Figure Completes First Blockchain-Based Securitization of $150M Loans

Figure Blockchain Securitization Loans

Figure Technologies completed a long-awaited $150 million securitization of a bundle of home equity credit lines (HELOCs), which was billed as the first such transaction in which all aspects of the process were managed on a blockchain.

According to the company, everything from the origination of the loans to the issuance of the bonds to the collection of borrowers’ monthly installments is run on Provenance, Figure’s blockchain. This distinguishes the transaction from most enterprise blockchain projects, which have either been demonstrations of the technology rather than live applications or touched just one piece of a complex process.

As such, the bond issue may serve as a showcase to businesses for the benefits of distributed ledger technology (DLT) at a time when such use cases are no longer generating the same buzz as they were five years ago. Corporate technology experimentation now tends to take place under the radar, with the word “blockchain” being spoken, if at all, in hushed tones.

 “While there are certainly other companies trying blockchain-based securitization, Figure’s project is at minimum a notable and high-profile effort,” said Lewis Cohen, a principal at DLx Law, who was not involved in the transaction. “The future of securitization involves a level of detailed and accurate information about underlying assets that blockchain technology is well-suited to provide.”

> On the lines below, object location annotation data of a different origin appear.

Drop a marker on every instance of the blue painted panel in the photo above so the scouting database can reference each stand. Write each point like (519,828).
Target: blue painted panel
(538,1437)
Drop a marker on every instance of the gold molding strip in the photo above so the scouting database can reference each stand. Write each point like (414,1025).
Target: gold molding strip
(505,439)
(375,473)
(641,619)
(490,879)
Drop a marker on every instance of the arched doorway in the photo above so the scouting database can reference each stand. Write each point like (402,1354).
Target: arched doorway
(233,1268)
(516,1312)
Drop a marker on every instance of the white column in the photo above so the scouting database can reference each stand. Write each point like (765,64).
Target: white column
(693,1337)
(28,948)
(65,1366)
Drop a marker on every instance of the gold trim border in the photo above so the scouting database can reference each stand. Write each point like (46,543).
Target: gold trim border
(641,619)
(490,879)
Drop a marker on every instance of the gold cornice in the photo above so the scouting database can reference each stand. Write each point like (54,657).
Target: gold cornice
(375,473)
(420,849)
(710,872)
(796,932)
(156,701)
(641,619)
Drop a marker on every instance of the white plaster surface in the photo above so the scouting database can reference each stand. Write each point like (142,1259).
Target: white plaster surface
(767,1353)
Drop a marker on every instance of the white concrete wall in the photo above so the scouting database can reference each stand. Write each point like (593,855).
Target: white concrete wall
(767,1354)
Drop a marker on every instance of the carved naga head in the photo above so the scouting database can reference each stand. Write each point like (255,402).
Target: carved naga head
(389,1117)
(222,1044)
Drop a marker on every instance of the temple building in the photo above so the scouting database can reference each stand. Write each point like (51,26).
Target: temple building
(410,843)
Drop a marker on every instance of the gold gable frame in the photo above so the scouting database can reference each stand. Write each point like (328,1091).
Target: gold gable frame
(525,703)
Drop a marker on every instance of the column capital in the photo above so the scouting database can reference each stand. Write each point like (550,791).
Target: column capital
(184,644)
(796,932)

The bond sale for Figure was managed by U.S. brokerage Jefferies Group and Japanese financial giant Nomura. The two-year-old startup raised more than $225 million at a valuation of $1.2 billion, including a $103 million Series C funding round in November. In the blockchain space, it has drawn a spate of serious backers including Morgan Creek, Digital Currency Group, Foxconn’s investment arm HCM Capital, Rabbit Capital and MUFG.

The Process is a Blockchain-Based

As it stands, securitization-Wall Street’s decades-old practice of repackaging loans into bonds sold to investors-may look like a Rube Goldberg machine. One company may take the application from the consumer (the “originator”); another may fund the loan (the “warehouse lender”); another will sell the securities to investors (the “underwriter”); yet another will mail the monthly bills and dun late payers (the “servicer”). This is a streamlined version.